Religion
- Affiliation: Theravada Buddhism

Location
- Country: Kengtung, Shan State, Myanmar
- Interactive map of Maha Myat Muni Temple Wat Pha Jao Lung
- Coordinates: 21°17′29″N 99°36′11″E﻿ / ﻿21.291416°N 99.602946°E

Architecture
- Founder: Sao Kawng Kiao Intaleng
- Completed: 1926; 100 years ago

= Maha Myat Muni Temple =

Buddhist temple in Kengtung, Myanmar

Maha Myat Muni Temple (မဟာမြတ်မုနိဘုရား), also known as Wat Phra Sao Luang, is a Buddhist temple in Kengtung, Shan State, Myanmar (formerly Burma).
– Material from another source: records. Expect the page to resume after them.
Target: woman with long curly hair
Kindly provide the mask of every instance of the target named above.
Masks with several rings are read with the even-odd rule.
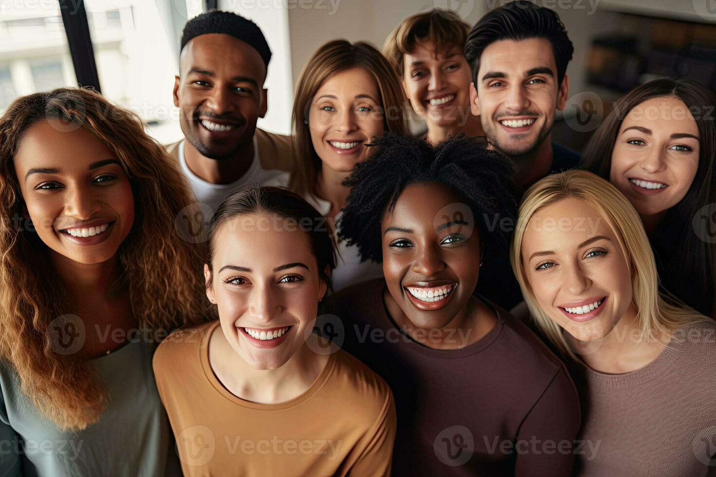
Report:
[[[203,318],[200,262],[176,225],[193,202],[139,118],[95,92],[30,94],[0,117],[10,475],[171,472],[151,360],[169,329]]]

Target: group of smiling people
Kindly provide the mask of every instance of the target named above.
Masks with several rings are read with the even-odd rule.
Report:
[[[86,89],[0,117],[0,475],[713,474],[712,92],[580,157],[517,0],[323,45],[289,137],[255,24],[181,49],[175,144]]]

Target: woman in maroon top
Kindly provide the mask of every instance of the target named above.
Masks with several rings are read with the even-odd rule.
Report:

The temple is known for its replica of the Mahamuni Buddha image in Mandalay.

The image was commissioned by the saopha (chieftain) of Kengtung State, Sao Kawng Kiao Intaleng, and the abbot of Wat Zaing Ngarm in 1920. A copy of the original image in Mandalay was cast in 1921 by U Tit and his workers, and installed and consecrated in 1926 in a new temple in Kengtung's town centre.

The Buddha image is subject to a face-washing ritual two to three times a month, similar to the image in Mandalay.